Her investigations revealed hemoglobin was 10.5 gm/dl, total leukocyte counts were 15,000 per cubic mm. Platelets were normal. There was no sickle cell on peripheral smear. Anti phospholipids antibody was normal. Her chest film was normal. Patient underwent CT scan head –both without and with contrast study. CT scan showed left cavernous sinus thrombosis extending to bilateral superior ophthalmic vein thrombosis [Fig-1]. There was also right subdural hematoma [Fig-2]. On the basis of this CT scan findings and clinical feature we treated the patient with I.V. mannitol, higher antibiotics and corticosteroids. Patient did not show any improvement. She died on subsequent day.
Discussion
The first description of thrombosis of the cortical veins and sinuses is attributed to the French physician Ribes, who in 1825 observed thrombosis of the saggital sinus and cortical veins in a man who had suffered from seizures and delirium [3]. Commonest clinical presentations of cortical sinus venous thrombosis include severe headache which gradually worsens with time and seizures which might be present in half the patients. Apart from these, altered mental status, depressed level of consciousness and neurological deficits are also common mode of clinical presentation.

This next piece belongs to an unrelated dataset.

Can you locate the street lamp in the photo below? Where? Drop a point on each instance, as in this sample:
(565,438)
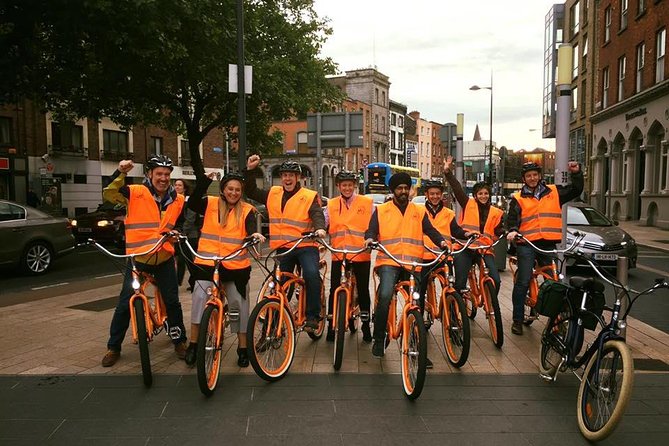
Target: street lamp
(475,88)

Generally, patients have associated risk factors like blood coagulation abnormalities ,e.g. factor V Leiden, protein C and protein S deficiency , Nephrotic syndrome, Pregnancy and post partum state and local infections as mastoiditis and sinusitis[4]. Superior saggital sinus is affected commonly followed by Cavernous sinus. The lateral wall of cavernous sinus contains III, IV, first division of V and VI cranial nerves. This causes multiple cranial nerve palsies often associated with Proptosis [5]. Our case was unusual in the form that patients had bilateral superior ophthalmic vein thrombosis with left cavernous thrombosis which is a rare manifestation.

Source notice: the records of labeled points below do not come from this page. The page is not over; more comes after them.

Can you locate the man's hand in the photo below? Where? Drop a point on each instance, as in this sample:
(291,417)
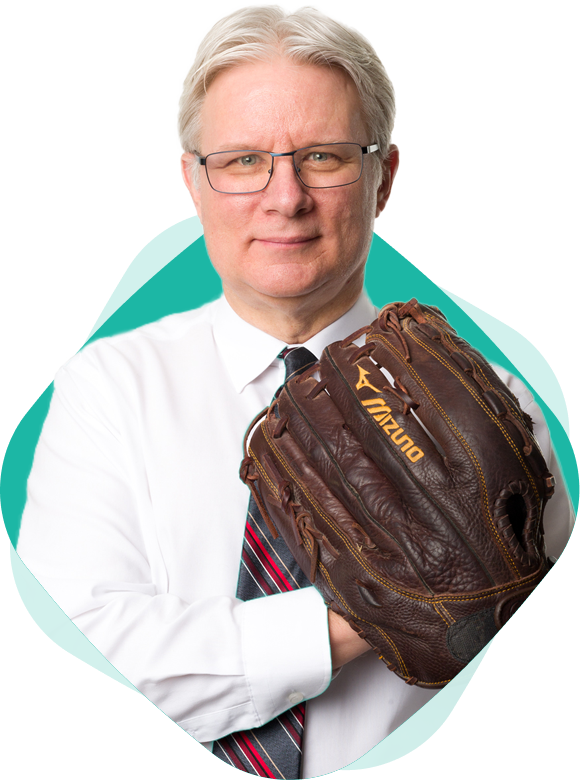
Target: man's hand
(345,643)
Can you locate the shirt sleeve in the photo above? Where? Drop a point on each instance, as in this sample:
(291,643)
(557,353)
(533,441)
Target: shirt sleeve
(214,666)
(559,513)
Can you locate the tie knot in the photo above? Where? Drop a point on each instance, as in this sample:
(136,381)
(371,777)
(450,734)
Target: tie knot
(297,360)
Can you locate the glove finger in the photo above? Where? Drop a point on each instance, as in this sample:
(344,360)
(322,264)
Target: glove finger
(391,498)
(330,504)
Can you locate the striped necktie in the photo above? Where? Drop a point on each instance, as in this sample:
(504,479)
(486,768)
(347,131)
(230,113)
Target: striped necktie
(267,566)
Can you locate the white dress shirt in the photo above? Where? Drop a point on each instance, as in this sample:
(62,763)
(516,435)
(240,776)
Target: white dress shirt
(135,520)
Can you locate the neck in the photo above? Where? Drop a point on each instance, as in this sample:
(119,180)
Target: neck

Amongst the various neuroimaging techniques, MRI scores over CT scan for being able to visualize the thrombus clearly and detect cerebral edema and infarction better however it is unavailable in many hospitals and the interpretation may be difficult [6]. A systematic review of nineteen studies done in 2006 showed that mortality is about 5.6% during hospitalization and 9.4% in total, while of the survivors 88% make a total or near-total recovery[2]. Death is most often due to transtentorial herniation from cerebral edema or hemorrhagic stroke [7]. It recurs after treatment in fewer than 10% of cases [8]. The poor prognostic indicators include status epilepticus, intracranial hemorrhage, coma, old age and underlying sepsis or malignancy [9].

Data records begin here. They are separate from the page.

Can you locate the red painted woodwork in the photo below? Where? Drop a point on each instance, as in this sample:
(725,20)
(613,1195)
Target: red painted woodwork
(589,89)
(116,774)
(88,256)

Treatment strategies are aimed at treating the underlying pathology, controlling intracranial pressure and treatment of seizures or focal deficits caused by cerebral edema or infarction. Guidelines now recommend unfractionated heparin or low molecular weight heparin for the initial treatment to be followed by warfarin provided there are no other bleeding risks [10]. Surgical techniques are used to treat only for sequelae of CVST such as hydrocephalus, raised intracranial pressure and hemorrhagic stroke [11]. Inspite of a sea of evidence and guidelines regarding medical management, the area of surgical management still remains a topic for debate and newer interventional strategies as endovascular surgeries need to be studied so as to clearly define the indications of surgery.